For code generation: temperature: 0.1-0.3, top_p: 0.95 For factual responses: temperature: 0.0-0.2 For creative writing: temperature: 0.8-1.2 For brainstorming: temperature: 1.0-1.5 For chat: temperature: 0.6-0.8

Tool Calling Parameters

tools (Tool[], default: [])

Available functions for model to call
Structure:

{
  type: 'function',
  function: {
    name: 'function_name',
    description: 'What it does',
    parameters: { /* JSON Schema */ }
  }
}

tool_choice (string | object, default: 'auto')

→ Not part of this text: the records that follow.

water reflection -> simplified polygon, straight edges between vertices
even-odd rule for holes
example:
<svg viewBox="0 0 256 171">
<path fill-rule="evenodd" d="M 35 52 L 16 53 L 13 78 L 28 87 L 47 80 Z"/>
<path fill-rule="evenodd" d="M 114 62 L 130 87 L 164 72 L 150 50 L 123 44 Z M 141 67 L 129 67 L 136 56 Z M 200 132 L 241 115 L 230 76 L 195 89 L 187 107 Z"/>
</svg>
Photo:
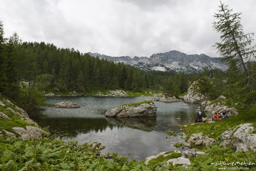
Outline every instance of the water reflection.
<svg viewBox="0 0 256 171">
<path fill-rule="evenodd" d="M 150 97 L 149 97 L 150 98 Z M 155 102 L 154 118 L 105 118 L 111 108 L 143 101 L 148 97 L 54 97 L 47 98 L 48 105 L 41 115 L 32 118 L 42 127 L 47 127 L 64 141 L 77 141 L 79 144 L 97 141 L 106 146 L 102 154 L 116 152 L 136 160 L 161 152 L 177 149 L 173 144 L 180 137 L 166 139 L 164 131 L 181 131 L 179 124 L 193 122 L 198 105 L 183 102 Z M 56 108 L 53 104 L 73 100 L 81 106 L 77 109 Z M 201 105 L 203 111 L 204 107 Z M 179 118 L 179 119 L 177 119 Z M 185 148 L 181 151 L 188 149 Z"/>
<path fill-rule="evenodd" d="M 108 123 L 146 131 L 153 130 L 157 125 L 156 117 L 106 117 Z"/>
</svg>

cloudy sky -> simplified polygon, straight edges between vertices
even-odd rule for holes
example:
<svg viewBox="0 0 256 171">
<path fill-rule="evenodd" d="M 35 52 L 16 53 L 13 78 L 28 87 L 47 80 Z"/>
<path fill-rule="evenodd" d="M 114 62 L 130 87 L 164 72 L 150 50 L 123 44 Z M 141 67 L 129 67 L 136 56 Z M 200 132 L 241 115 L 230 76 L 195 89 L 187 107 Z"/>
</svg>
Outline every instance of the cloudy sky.
<svg viewBox="0 0 256 171">
<path fill-rule="evenodd" d="M 256 1 L 223 0 L 256 32 Z M 5 35 L 82 52 L 149 57 L 177 50 L 218 57 L 212 15 L 218 0 L 1 0 Z"/>
</svg>

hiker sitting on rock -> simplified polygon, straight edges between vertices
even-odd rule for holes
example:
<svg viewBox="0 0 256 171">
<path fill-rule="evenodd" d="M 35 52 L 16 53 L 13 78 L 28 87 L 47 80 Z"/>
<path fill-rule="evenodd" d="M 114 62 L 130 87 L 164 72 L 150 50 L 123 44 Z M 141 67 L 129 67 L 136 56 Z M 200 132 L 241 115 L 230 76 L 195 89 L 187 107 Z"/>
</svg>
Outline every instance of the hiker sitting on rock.
<svg viewBox="0 0 256 171">
<path fill-rule="evenodd" d="M 217 121 L 220 120 L 220 117 L 221 115 L 217 113 L 216 111 L 214 112 L 214 114 L 212 115 L 212 117 L 211 119 L 211 120 L 209 121 L 209 123 L 214 122 L 214 121 Z"/>
<path fill-rule="evenodd" d="M 227 116 L 227 114 L 226 113 L 226 111 L 225 110 L 222 111 L 222 113 L 221 114 L 221 116 L 220 120 L 222 120 L 223 119 L 227 119 L 228 117 L 228 116 Z"/>
</svg>

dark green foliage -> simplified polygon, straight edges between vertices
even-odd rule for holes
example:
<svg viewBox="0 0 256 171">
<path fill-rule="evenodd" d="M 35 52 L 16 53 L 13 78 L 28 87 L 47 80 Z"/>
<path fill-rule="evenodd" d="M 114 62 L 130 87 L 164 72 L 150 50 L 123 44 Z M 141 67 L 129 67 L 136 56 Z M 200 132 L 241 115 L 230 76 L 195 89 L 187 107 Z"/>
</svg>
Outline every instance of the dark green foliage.
<svg viewBox="0 0 256 171">
<path fill-rule="evenodd" d="M 256 99 L 256 80 L 252 75 L 247 63 L 255 58 L 256 45 L 253 45 L 253 33 L 245 34 L 241 23 L 241 13 L 233 13 L 233 9 L 221 2 L 218 13 L 215 14 L 215 20 L 213 27 L 221 34 L 221 43 L 216 43 L 214 46 L 227 61 L 231 68 L 236 68 L 233 76 L 239 76 L 239 83 L 244 87 L 240 94 L 248 95 L 244 101 L 253 102 Z M 234 67 L 235 66 L 235 67 Z"/>
</svg>

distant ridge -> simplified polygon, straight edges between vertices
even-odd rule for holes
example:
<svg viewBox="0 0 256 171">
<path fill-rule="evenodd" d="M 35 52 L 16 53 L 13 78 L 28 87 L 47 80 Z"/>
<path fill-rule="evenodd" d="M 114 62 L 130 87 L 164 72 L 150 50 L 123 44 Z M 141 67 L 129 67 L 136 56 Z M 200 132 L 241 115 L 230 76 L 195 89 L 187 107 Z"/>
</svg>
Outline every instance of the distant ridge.
<svg viewBox="0 0 256 171">
<path fill-rule="evenodd" d="M 211 57 L 205 54 L 188 55 L 173 50 L 165 53 L 153 54 L 149 58 L 145 57 L 111 57 L 97 53 L 88 52 L 93 56 L 112 60 L 115 63 L 123 63 L 145 71 L 174 71 L 192 73 L 201 72 L 205 67 L 210 69 L 225 70 L 226 65 L 221 63 L 220 57 Z"/>
</svg>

Control when tools are called
'auto': Model decides (default)
'none': Never call tools
'required': Must call a tool
{ type: 'function', function: { name: 'specific_tool' } }: Force specific tool

parallel_tool_calls (boolean, default: true)

Allow multiple tools simultaneously
Set false for sequential execution

When to use tools:

Need to query external APIs (weather, search, database)
Need to perform calculations or data processing
Building agentic systems
Need structured data extraction

Structured Output Parameters

response_format (object, optional)

Enforce specific output format

JSON object mode:

{ type: 'json_object' }

Model returns valid JSON
Must also instruct model in system message

JSON Schema mode (strict):

{
  type: 'json_schema',
  json_schema: {
    name: 'schema_name',
    strict: true,
    schema: { /* JSON Schema */ }
  }
}

Model returns JSON matching exact schema
Use when structure is critical (APIs, data processing)

When to use structured outputs:

Need predictable response format
Integrating with systems (APIs, databases)
Data extraction
Form filling

Web Search Parameters

Enable via model variant (simplest):

{ model: 'anthropic/claude-3.5-sonnet:online' }

Enable via plugin:

{
  plugins: [{
    id: 'web',
    enabled: true,
    max_results: 5
  }]
}

When to use web search:

Need current information (news, prices, events)
User asks about recent developments
Need factual verification
Topic requires real-time data

Other Important Parameters

user (string, optional)

Stable identifier for end-user
Set when you have user IDs
Helps with abuse detection and caching

session_id (string, optional)

Group related requests
Set for conversation tracking
Improves caching and observability

metadata (Record<string, string>, optional)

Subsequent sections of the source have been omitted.